The last couple of years haven’t been a whole load of fun for anyone. It has, however, definitely been harder for some than for others. Millennials have been particularly badly hit. In addition to the financial damage, a lot of millennials have had to postpone important life goals. Fortunately, it is possible to recover although it will take effort. Here are some tips to help.
Rebuild your emergency savings
Emergency savings are often known as “cash cushions”. They protect you from the inevitable bumps you’ll encounter on life’s highway. Even though the pandemic appears to be entering its final stages, there could still be quite a few bumps to deal with before it’s all over. Then, of course, there’s Brexit to consider.
If your emergency savings have been decimated due to the pandemic (or any other reason), you need to rebuild them as quickly as you can. If you never had any, then you need to start getting into the savings habit now.
One useful point to note is that you can have both a regular ISA and a Lifetime ISA. That means you can put your emergency savings in a regular ISA and save for your first house (or retirement) in a Lifetime ISA. Just remember that the whole point of emergency savings is that they’re there whenever you need them. That means they should be in cash rather than shares.
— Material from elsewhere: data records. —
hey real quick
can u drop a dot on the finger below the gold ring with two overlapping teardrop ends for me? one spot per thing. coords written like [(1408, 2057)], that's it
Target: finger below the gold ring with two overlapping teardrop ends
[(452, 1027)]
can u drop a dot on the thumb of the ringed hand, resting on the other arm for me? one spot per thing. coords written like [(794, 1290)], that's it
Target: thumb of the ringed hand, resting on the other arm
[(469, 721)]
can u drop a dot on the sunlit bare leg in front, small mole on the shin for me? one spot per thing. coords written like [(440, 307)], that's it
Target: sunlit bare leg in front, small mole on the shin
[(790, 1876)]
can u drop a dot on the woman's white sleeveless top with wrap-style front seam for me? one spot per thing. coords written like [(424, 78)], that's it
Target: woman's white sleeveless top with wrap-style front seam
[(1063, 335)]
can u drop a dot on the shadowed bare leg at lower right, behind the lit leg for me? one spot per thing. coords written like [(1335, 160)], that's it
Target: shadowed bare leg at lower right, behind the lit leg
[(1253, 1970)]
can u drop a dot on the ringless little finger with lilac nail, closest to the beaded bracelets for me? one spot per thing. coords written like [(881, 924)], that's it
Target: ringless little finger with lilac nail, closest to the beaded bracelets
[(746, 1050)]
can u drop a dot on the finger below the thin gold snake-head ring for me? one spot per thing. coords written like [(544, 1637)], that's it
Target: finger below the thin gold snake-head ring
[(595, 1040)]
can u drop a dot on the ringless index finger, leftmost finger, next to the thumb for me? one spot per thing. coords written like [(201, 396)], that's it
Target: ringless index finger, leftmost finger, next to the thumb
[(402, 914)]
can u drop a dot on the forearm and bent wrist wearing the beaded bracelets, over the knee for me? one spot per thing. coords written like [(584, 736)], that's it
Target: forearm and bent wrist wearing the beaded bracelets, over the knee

How big an emergency savings pot you’ll need depends on your situation. As a rule of thumb, you should be looking at a minimum of three months’ living expenses. Six months is better. Brutal as this may sound, even if you qualify for benefits, there can be a lengthy delay before you get them. You need to be prepared for this.
Work on your credit record
If the pandemic impacted your ability to pay your bills, your credit record has probably been impacted. Even if late and/or partial payments were not actively flagged, the gaps in your payment history can still be spotted by any company that checks.
There’s nothing you can do to change the past. You should, however, make it a priority to repair any damage as quickly and thoroughly as you can. One key point to note, however, is that you don’t get “bonus points” for paying more than the minimum on your debts each month. There are lots of good reasons for doing so if you can but only if you have emergency savings.
It is, however, vital to pay the minimum in full and on time if you possibly can. If you can’t and you have emergency savings, then it’s usually totally justified to use them. Then replace what you “borrowed” as quickly as possible.
Attack any debts strategically
If you’re a millennial, you do have one big advantage over people of previous generations in a similar situation. You’re probably at least competent with technology. You’ve grown up with the internet so you understand how to use it. Leverage this to tackle your debts strategically.
Your first decision is whether you’re going to start by tackling your smallest debt or the debt with the highest interest rate. These two approaches are often called the snowball method and the avalanche method. You can look at the maths and see which gives the better result. In reality, however, it’s often best just to use the approach that appeals more to you.
Once you’ve made this decision, it’s time to put it into practice. As part of this, you’re going to want and need to get the best deal you can on both your debts and your purchases. This is where the internet comes in. Research everything before you part with any money. You might be amazed how much you can save if you really try.